La République une et indivisible

Je sais que cette appellation « ethnique » ne plaît pas à certains, intellectuels ou politiques, parce qu’elle serait stigmatisante, parce que notre République une et indivisible répugnerait aux catégorisations de ce genre. A cette désignation, ils préféreront celle de « ressortissants roumains et bulgares ». Quitte à entretenir un certain flou.

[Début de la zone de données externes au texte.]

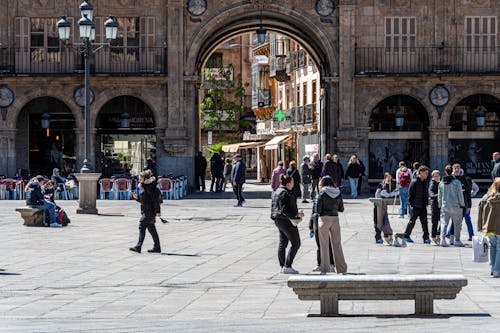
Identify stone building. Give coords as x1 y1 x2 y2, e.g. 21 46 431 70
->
0 0 500 185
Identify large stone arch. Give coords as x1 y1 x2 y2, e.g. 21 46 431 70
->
186 4 337 77
90 87 167 128
6 89 83 129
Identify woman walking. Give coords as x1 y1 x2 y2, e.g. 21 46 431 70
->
345 155 363 199
477 177 500 278
313 176 347 275
271 175 304 274
130 170 161 253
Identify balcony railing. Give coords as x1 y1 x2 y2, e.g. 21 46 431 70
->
0 46 167 75
356 47 500 76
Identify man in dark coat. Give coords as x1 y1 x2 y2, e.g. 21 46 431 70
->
194 151 207 192
231 154 246 207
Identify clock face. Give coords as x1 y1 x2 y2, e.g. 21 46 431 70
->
73 87 95 107
429 85 450 106
188 0 207 16
316 0 335 16
0 87 14 108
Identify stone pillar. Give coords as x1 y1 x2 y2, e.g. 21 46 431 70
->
75 173 101 214
0 129 17 178
429 127 449 170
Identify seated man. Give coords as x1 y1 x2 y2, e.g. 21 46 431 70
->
50 168 68 199
26 176 62 228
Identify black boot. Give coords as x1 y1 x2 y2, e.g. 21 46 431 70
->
129 246 141 253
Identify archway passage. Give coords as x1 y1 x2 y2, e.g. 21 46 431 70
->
16 97 76 177
368 95 429 180
96 96 157 178
448 94 500 181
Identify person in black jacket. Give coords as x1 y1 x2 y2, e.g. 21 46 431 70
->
313 176 347 274
130 170 161 253
271 175 304 274
286 161 302 199
25 176 62 228
429 170 441 245
405 165 431 244
231 154 246 207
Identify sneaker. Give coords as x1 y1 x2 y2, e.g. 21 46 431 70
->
283 267 299 274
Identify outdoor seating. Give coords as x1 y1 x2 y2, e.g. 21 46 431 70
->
288 274 467 316
99 178 115 200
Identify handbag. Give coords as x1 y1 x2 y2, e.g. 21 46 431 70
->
472 235 490 262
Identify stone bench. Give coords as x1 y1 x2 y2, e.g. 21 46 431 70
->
288 274 467 316
16 207 45 227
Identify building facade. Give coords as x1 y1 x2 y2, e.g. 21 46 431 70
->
0 0 500 185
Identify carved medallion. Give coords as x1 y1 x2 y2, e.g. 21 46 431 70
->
188 0 207 16
316 0 335 16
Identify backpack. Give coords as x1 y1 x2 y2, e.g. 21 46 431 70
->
399 170 411 187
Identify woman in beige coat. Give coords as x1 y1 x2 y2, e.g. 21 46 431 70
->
477 177 500 278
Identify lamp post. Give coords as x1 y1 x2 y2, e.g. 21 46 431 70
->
57 0 118 214
57 0 118 173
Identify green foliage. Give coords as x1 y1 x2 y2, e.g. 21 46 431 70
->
200 65 248 137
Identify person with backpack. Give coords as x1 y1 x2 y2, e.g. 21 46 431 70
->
130 170 161 253
396 161 411 218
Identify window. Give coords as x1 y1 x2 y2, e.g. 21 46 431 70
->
465 16 497 52
385 17 416 52
30 17 59 62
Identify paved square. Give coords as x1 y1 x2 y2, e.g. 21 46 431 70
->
0 185 500 332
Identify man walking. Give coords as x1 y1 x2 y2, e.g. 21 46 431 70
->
396 161 411 218
300 155 311 203
438 165 465 246
309 153 323 199
231 154 246 207
405 165 431 244
194 151 207 192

Je ne suis pas sûre d’aimer beaucoup cette grandiloquence, ces euphémismes. Les Roms, lorsqu’on connaît la situation dans laquelle ils se trouvent, ont peut être d’autres soucis que de vocabulaire. Et notre République, dans les faits, ne se révèle-t-elle pas brutalement exclusiviste?
On ne dira certes pas qu’ils nous dérangent, ces Roms. On décrira plutôt, sans avoir l’air d’y toucher, ces populations à la fois comme les « victimes et acteurs de réseaux » d’exploitation incluant mendicité et prostitution. On sait bien que les miséreux sont les premiers responsables de leur misère… Vieille rengaine.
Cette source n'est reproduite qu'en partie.